Oh boy. Here we go: Designing might seem all about form, and engineering. But what really happens is people come to us with their dreams, some they have spent a lifetime thinking about. Their ideas are complex and come with responsibility: How do we sort out those cherished strands of notions and engineer them into the complex liturgy of yacht design? One advantage of the custom, cold-molded wood construction we are doing with Anna, is the lack of expensive and inflexible tooling. She’s made of wood, not fiberglass or carbon, so we can cut and nail in new stuff if we need to. But changing a near-complete deck, transom and counter is no trivial matter, even in old-school planks and boards. Modern 3D modeling tools help clients sense the shape and function of an emerging design so changes are not needed. But what we learned was that our 3D models were not fool-proof. The fools, in this case, were us. We had not found a way to give our client-couple the tools they needed to appreciate the hull shape and its nuanced curves.
We absolutely saw our client’s concerns about a too-broad stern. We were aware that we were beefing up Anna for modern service. But we had worked hard to get a shape that both was husky enough and matched the classic idiom. So when we were asked to extend the stern overhang by a foot, narrow the transom by several inches and fine-up the counter stern, we were concerned that we would lose the balance we had worked so hard for.

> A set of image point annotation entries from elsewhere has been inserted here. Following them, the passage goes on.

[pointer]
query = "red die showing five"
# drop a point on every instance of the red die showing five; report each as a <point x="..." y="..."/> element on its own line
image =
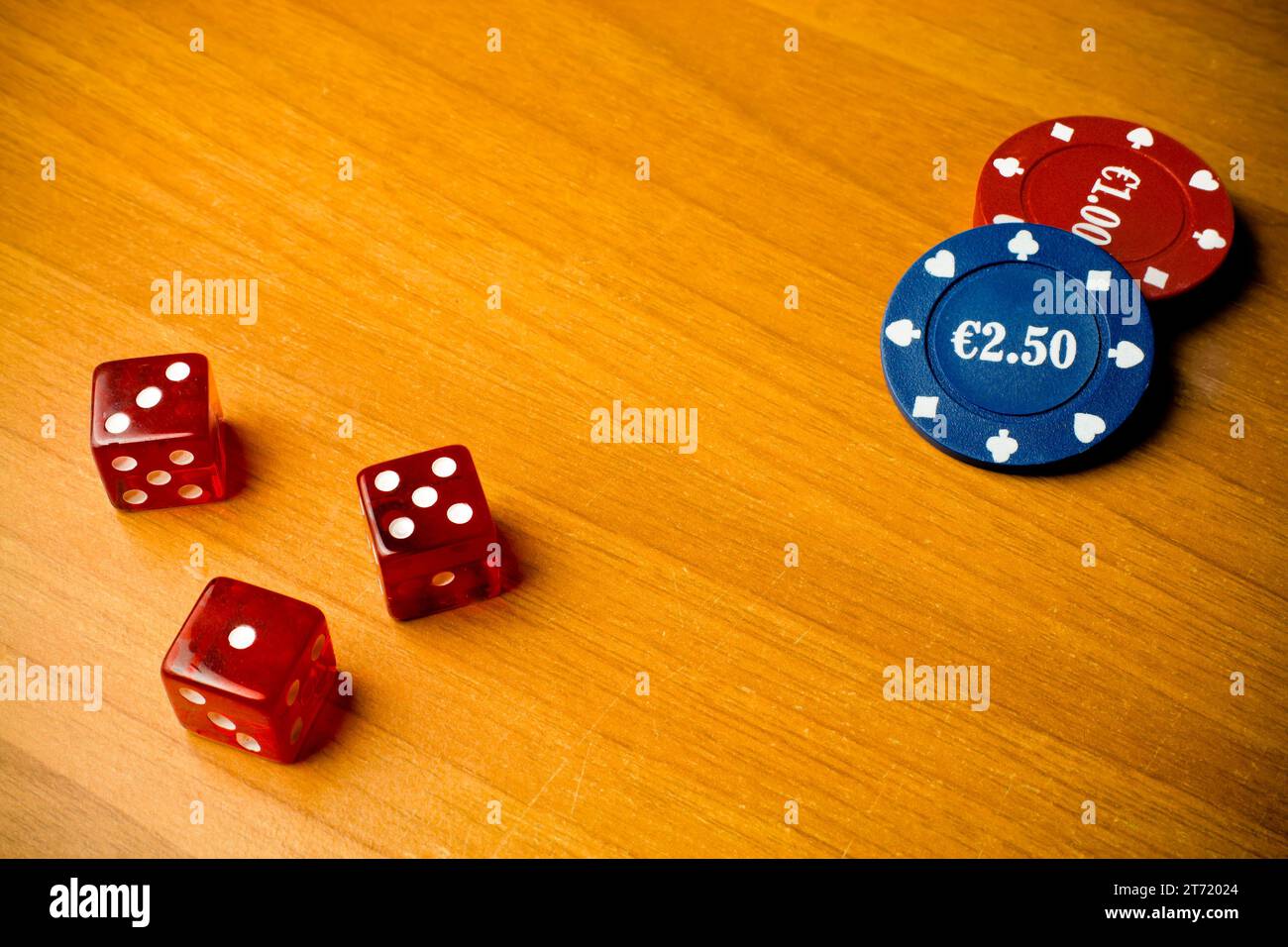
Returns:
<point x="156" y="433"/>
<point x="250" y="668"/>
<point x="430" y="531"/>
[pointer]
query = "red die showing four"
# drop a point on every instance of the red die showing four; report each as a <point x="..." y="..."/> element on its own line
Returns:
<point x="250" y="668"/>
<point x="430" y="531"/>
<point x="156" y="433"/>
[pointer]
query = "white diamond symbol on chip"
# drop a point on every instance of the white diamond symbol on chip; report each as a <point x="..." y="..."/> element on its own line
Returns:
<point x="925" y="406"/>
<point x="1099" y="279"/>
<point x="1155" y="277"/>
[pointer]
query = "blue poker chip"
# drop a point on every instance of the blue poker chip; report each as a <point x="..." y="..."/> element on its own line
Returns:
<point x="1017" y="344"/>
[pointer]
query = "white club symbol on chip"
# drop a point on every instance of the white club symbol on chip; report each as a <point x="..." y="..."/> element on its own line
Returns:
<point x="941" y="264"/>
<point x="1022" y="245"/>
<point x="902" y="333"/>
<point x="1140" y="138"/>
<point x="1205" y="180"/>
<point x="1003" y="446"/>
<point x="1008" y="167"/>
<point x="1209" y="240"/>
<point x="925" y="406"/>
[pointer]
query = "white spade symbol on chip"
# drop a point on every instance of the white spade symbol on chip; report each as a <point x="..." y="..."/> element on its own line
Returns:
<point x="1209" y="240"/>
<point x="1087" y="427"/>
<point x="902" y="333"/>
<point x="941" y="264"/>
<point x="1008" y="167"/>
<point x="1022" y="245"/>
<point x="1127" y="355"/>
<point x="1205" y="180"/>
<point x="1140" y="138"/>
<point x="1003" y="446"/>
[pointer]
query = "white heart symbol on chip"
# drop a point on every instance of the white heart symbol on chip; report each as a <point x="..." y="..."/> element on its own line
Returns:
<point x="902" y="333"/>
<point x="1203" y="180"/>
<point x="1087" y="427"/>
<point x="1008" y="167"/>
<point x="1127" y="355"/>
<point x="941" y="264"/>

And so began several charged days of boat design compromise: We had discussions, we made pencil sketches on blueprints, we did quick 3D doodles of a roughly extended stern. We toyed with extending the transom, but other volumes got wonky. All the while, we knew that any changes would be slow, depressing, and so much more expensive than anybody realized. Progress was slow.
Then, finally, we grabbed an ancient design tool: Why not carve a model? Lyman Morse dropped our 3D design file into its four-axis CAD/CAM milling machine and out popped a three-foot long miniature Anna. Just like clipper ships of old, we could hold our ideas in our hands, not just spin a virtual hull with a mouse. And this real thing seemed to make the real shape and heft of this boat that much more tangible. It was easier to get a sense for what it would be like to row or swim around Anna. Reality is interesting.
With the evidence freshly in their hands, our husband-and-wife team agreed. We’d gotten it right: Anna was a well-balanced, shapely girl. Lyman Morse went back to work. We were relieved. But were we actually right? Would the stern have been better longer? We shall see when she’s launched, loaded and under full sail.
But for dreams this important, a well-crafted democracy is a beautiful thing.